Medieval / Renaissance (before c. 1600)
Baroque / early Classical (c. 1600 to c. 1750)
Classical / early Romantic (c. 1750 to c. 1830)
Romantic (c. 1830 to c. 1890)
Late Romantic / Modern (c. 1890 to c. 1950)
Post-Modern / Contemporary (c. 1950 to now)
Last edited by neoshredder; Mar-06-2012 at 20:47.
Classical. A total void in history lacking everything I like about Baroque and Romantic.
People who hide are afraid!
I would have to say that the period that I listen to least, is probably that of the medieval and Renaissance. I will clarify this by stating that it is in no way due to an aversion to the music of the period, but rather simply due to the fact that it is the period of which has have the least music. I am actually quite enamored of the Byzantine chants sung by Soeur Marie Keyrouz, Leonin and Perotin, Hildegard of Bingen, Josquin, Thomas Tallis, Gesualdo, the music of the Eton Choirbook, etc...
Postmodern, then Renaissance, then Classical.
Classical. A total void in history...
Ha, I purposely avoided this thread for a while when I saw that you had commented, untill I was ready to cringe at a slight to one of my favorite periods
How could the period which gave us Mozart, Haydn, and early Beethoven possibly be thought of as "a void in history"? To say nothing of Pergolesi, Gluck, J.C. Bach, Luigi Boccherini, and many other composers who admittedly I have yet to explore in the same degree as I have explored those of other periods.
I voted Medieval and Renaissance. Just haven't explored it - juggling between baroque, classical, romantic, modern for last few years..
REnaissance, not from not liking it, but basically as my preference is more towards instrumental rather than vocal/choral. But I have connected with what I've heard of that era, and have a few cd's I got last year that I've yet to listen to - eg. Lassus, & more Palestrina, de Victoria, etc. Ockeghem sounds interesting, from what I've read about him. I also want to get more Tallis, haven't got/heard that much of his stuff. Ones that I've enjoyed so far are eg. Byrd, Josquin, Palestrina, Gabrielli, Monteverdi, Gesualdo, Schutz.
But basically, most of my listening is music after about 1800, roughly...

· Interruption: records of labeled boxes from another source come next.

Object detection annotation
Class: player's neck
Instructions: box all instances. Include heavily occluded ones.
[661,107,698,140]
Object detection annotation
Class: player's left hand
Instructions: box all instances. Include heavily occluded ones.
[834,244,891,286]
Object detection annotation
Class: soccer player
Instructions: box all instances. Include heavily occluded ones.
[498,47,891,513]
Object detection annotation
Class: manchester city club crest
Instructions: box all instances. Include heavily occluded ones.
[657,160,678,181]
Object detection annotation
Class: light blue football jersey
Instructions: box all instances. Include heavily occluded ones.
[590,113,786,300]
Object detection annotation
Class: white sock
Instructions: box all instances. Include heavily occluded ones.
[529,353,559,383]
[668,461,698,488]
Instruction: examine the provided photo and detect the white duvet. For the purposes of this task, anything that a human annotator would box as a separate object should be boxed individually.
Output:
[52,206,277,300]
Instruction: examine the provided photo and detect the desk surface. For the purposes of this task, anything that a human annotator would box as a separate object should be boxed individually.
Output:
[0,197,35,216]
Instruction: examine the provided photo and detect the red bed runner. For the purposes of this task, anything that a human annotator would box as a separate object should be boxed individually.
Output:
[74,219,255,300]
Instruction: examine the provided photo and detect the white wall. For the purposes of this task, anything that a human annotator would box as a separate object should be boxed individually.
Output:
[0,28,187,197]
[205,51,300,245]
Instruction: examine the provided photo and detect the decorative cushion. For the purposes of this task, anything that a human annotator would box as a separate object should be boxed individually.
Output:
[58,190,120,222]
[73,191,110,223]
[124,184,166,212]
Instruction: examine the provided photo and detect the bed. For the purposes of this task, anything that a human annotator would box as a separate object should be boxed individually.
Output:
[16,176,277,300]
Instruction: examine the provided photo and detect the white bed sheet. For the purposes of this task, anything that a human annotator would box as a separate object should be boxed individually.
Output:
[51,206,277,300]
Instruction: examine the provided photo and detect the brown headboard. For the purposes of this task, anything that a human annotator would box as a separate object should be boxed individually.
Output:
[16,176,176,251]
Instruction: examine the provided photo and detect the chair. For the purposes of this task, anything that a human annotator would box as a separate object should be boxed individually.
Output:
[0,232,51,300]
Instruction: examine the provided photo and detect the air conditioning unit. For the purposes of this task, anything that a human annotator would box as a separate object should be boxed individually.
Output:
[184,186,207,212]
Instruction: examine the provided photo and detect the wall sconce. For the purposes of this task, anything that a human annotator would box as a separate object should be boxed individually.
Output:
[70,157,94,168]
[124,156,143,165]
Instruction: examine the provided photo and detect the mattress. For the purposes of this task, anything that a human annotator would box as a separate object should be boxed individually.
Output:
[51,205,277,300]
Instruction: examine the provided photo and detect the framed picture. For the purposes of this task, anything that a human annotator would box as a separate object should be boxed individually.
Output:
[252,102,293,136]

Honest differences are often a healthy sign of progress - Mohandas K. Gandhi.
My listening starts in 1607.
I just can't get my head around contemporary compositions (that are not part of a movie score). Atonality doesn't sit right with me. I'm surprised that Medieval/renaissance music got so many votes though, I think that's a very interesting field. I can listen to anything from byzantine chants to renaissance sacral/choral works to folk songs.